= William Mecklenburg Polk =

American physician

Dr. William Mecklenburg Polk

William Mecklenburg Polk (15 August 1844 – 1918) was an American physician. From 1911 to 1912 he was vice president, then from 1912 to 1913 president of the Aztec Club of 1847.

==Biography==
He was the son of Leonidas Polk, and was born at Ashwood, Maury Co., Tenn. He served in the Confederate army under his father during the Civil War, advancing from the rank of cadet to captain. After graduating from the College of Physicians and Surgeons, New York, he settled in the same city, serving as professor of therapeutics and clinical medicine at Bellevue Hospital Medical College (1875–1879), of obstetrics and gynaecology at the University of the City of New York (1879–1898), and subsequently as dean and professor of gynæcology at Cornell University Medical College.

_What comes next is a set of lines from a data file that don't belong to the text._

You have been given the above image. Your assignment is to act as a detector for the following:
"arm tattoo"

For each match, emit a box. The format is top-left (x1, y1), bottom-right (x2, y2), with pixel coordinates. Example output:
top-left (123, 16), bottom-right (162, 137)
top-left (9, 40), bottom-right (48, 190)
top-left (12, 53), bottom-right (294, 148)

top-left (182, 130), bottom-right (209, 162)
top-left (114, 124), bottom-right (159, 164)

He also became connected with many hospitals and dispensaries, and was president of the New York Academy of Medicine in 1910–1914. After volunteering for service in 1917, William Polk was a First Lieutenant in the U.S. Army Reserve Medical Corps upon his death on June 23, 1918. His son, Frank Polk, served as counselor to the Department of State through World War One and later became the first US Under Secretary of State.

His wife's sister was married to Zachariah C. Deas.

==Writings==
He was the author of Leonidas Polk, Bishop and General (1893; new edition, two volumes, 1915) and of numerous contributions to medical journals, later reprinted.